"For my determined purpose is that I may know him - that I may progressively become more deeply and intimately acquainted with Him, perceiving and recognizing and understanding the wonders of his Person more strongly and more clearly. And that I may in that same way come to know the power outflowing from His resurrection which it exerts over believers; and that I may so share His sufferings as to be continually transformed in spirit into His likeness even to His death, in the hope that if possible I may attain to the spiritual and moral resurrection that lifts me out from among the dead even while in the body."
- Philippians 3:10-11 Amplified Bible
If there is one thing you can say about the apostle Paul it was that he lived a purposeful life. He understood the call of God, and he pushed himself to stay riveted on fulfilling that call. This is the one thing that separates the sense-ruled Christian from that individual who has his eyes set on obtaining the prize. When people are mission-minded they find a way to live resolutely. In other words, they don't flounder around subject to all the turbulence of life. They aren't looking back over their shoulder wondering, "What if?" They have their hands on the plow and they are forging ahead with purpose. Without purpose many live restless lives. They may very well know there is something more to live for, but they are blocked from ever arriving at a life of purpose because they are so subject to the natural things around them. When life seems stable and secure they run along happy and content. But when circumstances suddenly change and get out of kilter, then they have no substance within them to know how to stay the course.
If there is anything that defines this kind of individual it is that pervading mindset of the world that locks down their initiative and prevents them from a life of purpose. Seldom have I ever met an individual who lives a roller-coaster life rising above a life of nominality. When Paul wrote to the church of Corinth, he said, "I could not speak unto you as unto spiritual, but as unto carnal, even as unto babes in Christ.

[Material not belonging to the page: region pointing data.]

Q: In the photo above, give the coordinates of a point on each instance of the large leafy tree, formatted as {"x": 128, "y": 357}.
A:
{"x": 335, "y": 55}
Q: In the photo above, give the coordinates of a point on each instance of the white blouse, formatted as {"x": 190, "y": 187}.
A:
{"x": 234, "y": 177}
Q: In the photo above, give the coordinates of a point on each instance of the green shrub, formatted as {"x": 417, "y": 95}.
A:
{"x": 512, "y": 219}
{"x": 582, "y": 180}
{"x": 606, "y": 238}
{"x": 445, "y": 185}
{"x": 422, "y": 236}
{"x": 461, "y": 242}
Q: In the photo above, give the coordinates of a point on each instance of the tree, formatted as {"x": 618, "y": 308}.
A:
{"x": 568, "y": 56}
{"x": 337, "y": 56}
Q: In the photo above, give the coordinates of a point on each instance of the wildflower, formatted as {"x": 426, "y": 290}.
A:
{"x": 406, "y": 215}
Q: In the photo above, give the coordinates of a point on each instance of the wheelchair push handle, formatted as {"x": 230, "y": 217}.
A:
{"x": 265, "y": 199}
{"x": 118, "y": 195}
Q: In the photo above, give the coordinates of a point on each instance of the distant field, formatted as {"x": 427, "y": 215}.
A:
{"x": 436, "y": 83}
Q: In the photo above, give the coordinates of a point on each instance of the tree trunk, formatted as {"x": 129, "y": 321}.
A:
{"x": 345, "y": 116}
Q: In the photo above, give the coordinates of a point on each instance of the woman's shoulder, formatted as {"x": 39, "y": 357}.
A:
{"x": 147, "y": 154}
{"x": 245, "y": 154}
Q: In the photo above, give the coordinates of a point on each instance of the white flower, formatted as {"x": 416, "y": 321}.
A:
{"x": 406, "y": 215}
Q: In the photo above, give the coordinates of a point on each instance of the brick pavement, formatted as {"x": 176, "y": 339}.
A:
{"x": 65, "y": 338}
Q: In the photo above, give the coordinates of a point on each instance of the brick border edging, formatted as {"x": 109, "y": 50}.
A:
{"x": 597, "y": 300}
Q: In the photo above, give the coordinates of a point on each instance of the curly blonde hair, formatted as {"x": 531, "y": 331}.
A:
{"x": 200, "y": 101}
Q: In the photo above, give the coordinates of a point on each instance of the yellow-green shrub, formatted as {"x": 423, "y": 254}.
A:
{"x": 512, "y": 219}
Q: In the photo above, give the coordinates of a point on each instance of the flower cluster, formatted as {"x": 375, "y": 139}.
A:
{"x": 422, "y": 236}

I have fed you with milk and not with meat: for hitherto ye were not able to bear it, neither yet now are ye able" (1 Cor. 3:1-2). Paul recognized the fact that though he had it in his heart to speak concerning the purpose of God into their lives, he was unable to effectively transmit that message because they were so captured in thought to a worldly mindset. He even described their lifestyle as "walking as men" (v.3).
The first time I ever read that phrase, I completely missed what Paul meant. I thought to myself, how else are we to walk? If we are men and women then surely we should walk like men and women. But Paul had something else in mind. He wasn't just talking about a natural kind of walk. He was talking about how we are to walk as Christians. The Amplified Bible throws a little bit more light on the subject. It says, "...behaving yourself after a human standard as mere (unchanged) men." In other words, they may have been changed in heart, but they never allowed themselves to be changed in mind and it prohibited them from living a life of significance.

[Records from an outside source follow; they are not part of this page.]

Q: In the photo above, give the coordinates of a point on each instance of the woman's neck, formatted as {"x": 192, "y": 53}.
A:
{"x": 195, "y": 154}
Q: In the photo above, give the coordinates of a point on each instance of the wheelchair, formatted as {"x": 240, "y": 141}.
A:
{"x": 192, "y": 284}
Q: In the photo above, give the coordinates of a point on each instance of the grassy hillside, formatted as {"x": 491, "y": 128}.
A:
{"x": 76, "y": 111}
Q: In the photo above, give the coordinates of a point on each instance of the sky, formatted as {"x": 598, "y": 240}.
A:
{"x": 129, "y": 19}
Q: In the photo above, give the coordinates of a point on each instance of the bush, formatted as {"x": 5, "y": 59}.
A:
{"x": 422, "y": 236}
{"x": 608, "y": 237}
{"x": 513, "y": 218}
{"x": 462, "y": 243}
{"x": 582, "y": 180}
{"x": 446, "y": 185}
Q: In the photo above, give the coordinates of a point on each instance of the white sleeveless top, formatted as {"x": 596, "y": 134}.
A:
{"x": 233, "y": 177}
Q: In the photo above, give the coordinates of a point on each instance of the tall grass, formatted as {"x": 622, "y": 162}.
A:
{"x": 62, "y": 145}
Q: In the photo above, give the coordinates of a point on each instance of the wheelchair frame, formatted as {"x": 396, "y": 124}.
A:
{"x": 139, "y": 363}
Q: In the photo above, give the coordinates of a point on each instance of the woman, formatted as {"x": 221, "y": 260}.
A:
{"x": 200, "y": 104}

Several years ago, the Lord began to draw my attention to the importance of transformational thinking. This is a word he gave me. He said, "You have to have a new mind for the new man." We all know what the new man is. He is that born again, recreated spirit that is now joined to the life of Christ. Paul said, "It is no longer I that liveth, but Christ that liveth in me" (Gal. 2:20). Regardless of what has taken place within, the only way this life will ever find its truest expression in us is when we allow our minds to be renewed to a whole new way of thinking.

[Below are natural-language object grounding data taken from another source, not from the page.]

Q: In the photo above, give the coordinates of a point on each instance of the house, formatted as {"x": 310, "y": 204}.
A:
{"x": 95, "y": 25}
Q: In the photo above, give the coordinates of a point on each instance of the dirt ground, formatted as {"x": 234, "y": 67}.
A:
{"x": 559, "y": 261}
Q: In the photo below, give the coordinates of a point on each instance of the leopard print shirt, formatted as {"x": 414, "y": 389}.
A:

Paul said his "determined purpose" was to progressively and more deeply know Christ! If you consider his intent in the light of what he said, "it is no longer I that liveth, but Christ that liveth in me," then really what Paul was saying is this: "Lord, I want to know you so deeply within that I will discover your life and how it is to be lived out in me and through me!" It is staggering to think that Paul's objective to his faith was to somehow reach a place where God was able to lift him out from among the dead while in the body. In other words, he wanted to be so tied into a life of resurrection power that he would step out of a life touched by death by living the life of God completely and entirety in every facet of his being!" This is what must become the objectivity of our faith...pressing toward the mark of the prize of the high calling of God in Christ Jesus until our resolution of purpose defines us!